You could try the following things. I have written this roughly in the order of importance - i.e. the order I would try things to fix the accuracy problem you are seeing:
Normalise your input data. Usually you would take mean and standard deviation of training data, and use them to offset+scale all further inputs. There is a standard normalising function in sklearn for this. Remember to treat your test data in the same way (using the mean and std from the training data, not recalculating it)
Train for more epochs. For problems with small numbers of features and limited training set sizes, you often have to run for thousands of epochs before the network will converge. You should plot the training and validation loss values to see whether the network is still learning, or has converged as best as it can.
For your simple data, I would avoid relu activations. You may have heard they are somehow "best", but like most NN options, they have types of problems where they work well, and others where they are not best choice. I think you would be better off with tanh or sigmoid activations in hidden layers for your problem. Save relu for very deep networks and/or convolutional problems on images/audio.
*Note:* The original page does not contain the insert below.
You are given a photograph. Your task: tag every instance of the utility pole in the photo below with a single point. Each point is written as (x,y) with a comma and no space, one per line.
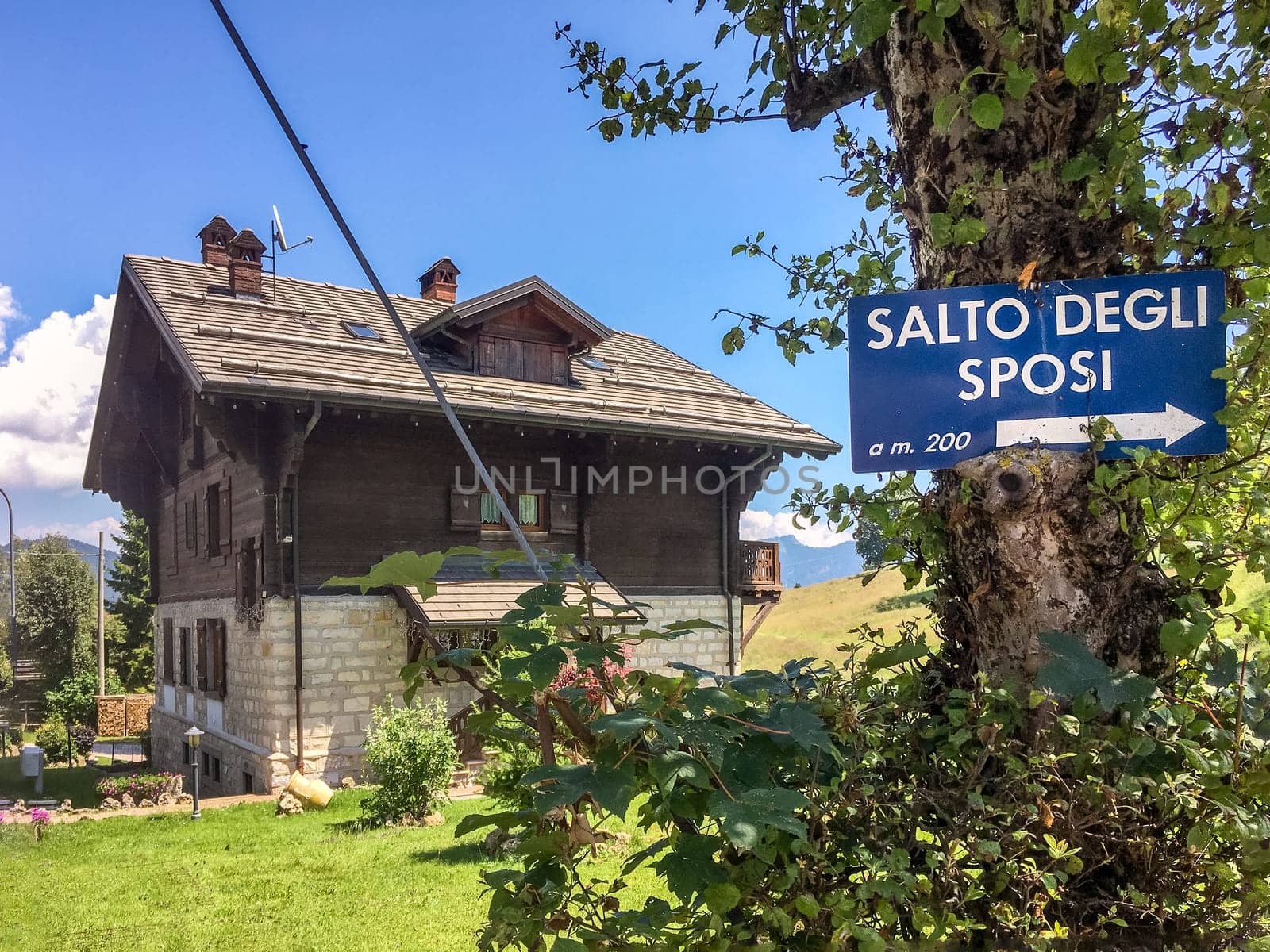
(101,612)
(13,587)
Use more training data. Not clear how much you are feeding it, but NNs work best with large amounts of training data.
Provided you already have lots of training data - increase size of hidden layers. More complex relationships require more hidden neurons (and sometimes more layers) for the NN to be able to express the "shape" of the decision surface. Here is a handy browser-based network allowing you to play with that idea and get a feel for it.
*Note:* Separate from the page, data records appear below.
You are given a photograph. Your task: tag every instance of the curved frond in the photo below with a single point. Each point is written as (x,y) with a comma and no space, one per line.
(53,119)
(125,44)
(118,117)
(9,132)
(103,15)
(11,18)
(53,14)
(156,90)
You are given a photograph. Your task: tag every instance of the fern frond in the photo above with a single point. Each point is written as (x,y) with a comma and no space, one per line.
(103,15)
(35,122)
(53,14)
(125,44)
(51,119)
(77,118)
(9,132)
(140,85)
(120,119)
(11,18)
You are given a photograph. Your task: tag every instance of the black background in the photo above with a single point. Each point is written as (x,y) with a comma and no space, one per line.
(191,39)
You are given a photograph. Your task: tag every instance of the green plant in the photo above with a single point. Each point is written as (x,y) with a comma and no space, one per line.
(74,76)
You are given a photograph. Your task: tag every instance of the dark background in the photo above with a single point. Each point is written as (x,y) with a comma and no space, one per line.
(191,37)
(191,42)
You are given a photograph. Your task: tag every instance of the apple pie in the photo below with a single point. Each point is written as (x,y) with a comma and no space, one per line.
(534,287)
Add one or more dropout layers after the hidden layers or add some other regularisation. The network could be over-fitting (although with a training accuracy of 0.5 I suspect it isn't). Unlike relu, using dropout is pretty close to a panacea for tougher NN problems - it improves generalisation in many cases. A small amount of dropout (~0.2) might help with your problem, but like most hyper-parameters, you will need to search for the best values.
Finally, it is always possible that the relationship you want to find that allows you to predict Y from X is not really there. In which case it would be a correct result from the NN to be no better than guessing at Y.
Neil Slater already provided a long list of helpful general advices.
In your specific examaple, normalization is the important thing. If you add the following lines to your code
...
X = dataset[:,0:3]
from sklearn.preprocessing import StandardScaler
scaler = StandardScaler()
X = scaler.fit_transform(X)
you will get 100% accuracy on your toy data, even with much simpler network structures. Without normalization, the optimizer won't work.